Yabbut, he *is* a single father. This isn't some delusion he has.
And I think he always will. Yet on the other hand he wants me there for him and his kids. But who am I? I mean, where do I fit in....I get so lost at times, not knowing where to turn, but yet when he works out of town for days at a time...who does he leave them with?
Taking care of someone's kids doesn't make you their parent. You're temporarily responsible, the AIC.
Couples figure out different approaches that fit their relationships and the kids involved. The bottom line is that your SO is responsible for everything, food, clothing, shelter, book reports, clean clothes, and guidance. Some of that you might feel willing and competent to share in, and some of it he might be willing to delegate. Your role is where your comfort zone and his overlap.
jane
Feb 24 2004 4:29 pm
These kids are grade schoolers. You don't fight with them.

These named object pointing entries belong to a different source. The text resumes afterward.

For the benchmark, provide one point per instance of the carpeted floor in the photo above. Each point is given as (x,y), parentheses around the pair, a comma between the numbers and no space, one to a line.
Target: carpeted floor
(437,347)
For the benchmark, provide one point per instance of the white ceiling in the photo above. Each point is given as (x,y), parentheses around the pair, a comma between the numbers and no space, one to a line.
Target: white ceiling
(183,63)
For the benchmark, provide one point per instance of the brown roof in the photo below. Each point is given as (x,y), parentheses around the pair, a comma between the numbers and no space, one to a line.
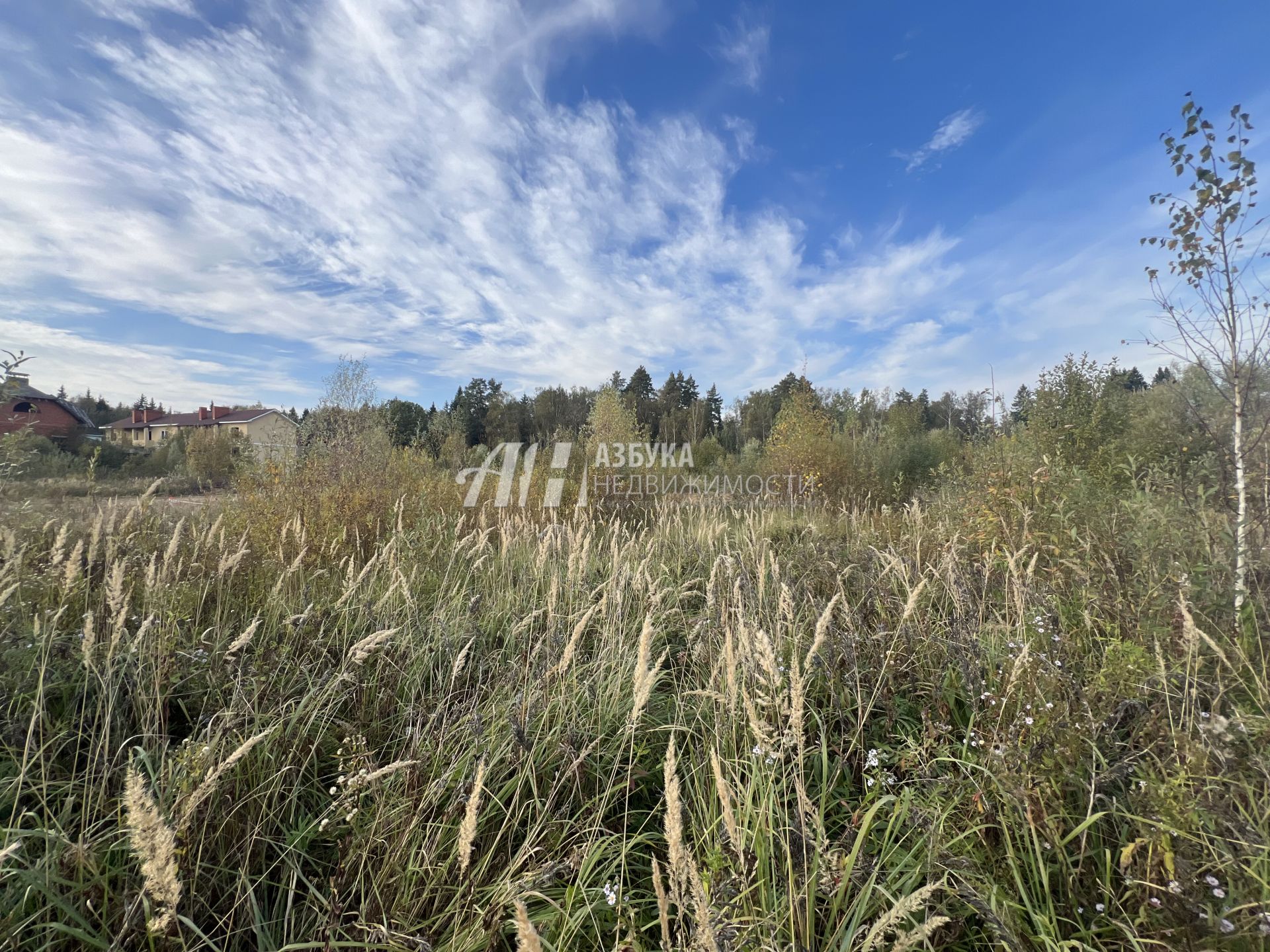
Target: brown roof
(22,390)
(192,419)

You can tell them how it is going to be.
LOL. Geri, you can't run them by remote control.
Grade school aged children making their own lunches seems a little odd to me, but what the hell, if it works it works. In this case it doesn't seem to be working, so I don't really get why the father isn't whipping up the PB&J and putting it in a little brown bag the night before. Maybe the kids making their own lunches is a Wendy innovation and one which is going over like a lead balloon. Maybe Dad is stopping at McD's in the morning. Maybe he's giving them a couple of bucks for lunch.
But that wasn't her question.
jane
Feb 25 2004 1:42 pm
But I also agree, if he wants to keep the "single" attitude, then he should be looking elsewhere besides "ME" for sitters when he is out of town for days.
That's the point. Instead of fighting about what he is willing to do or to let you do, think about what you are and are not willing to do.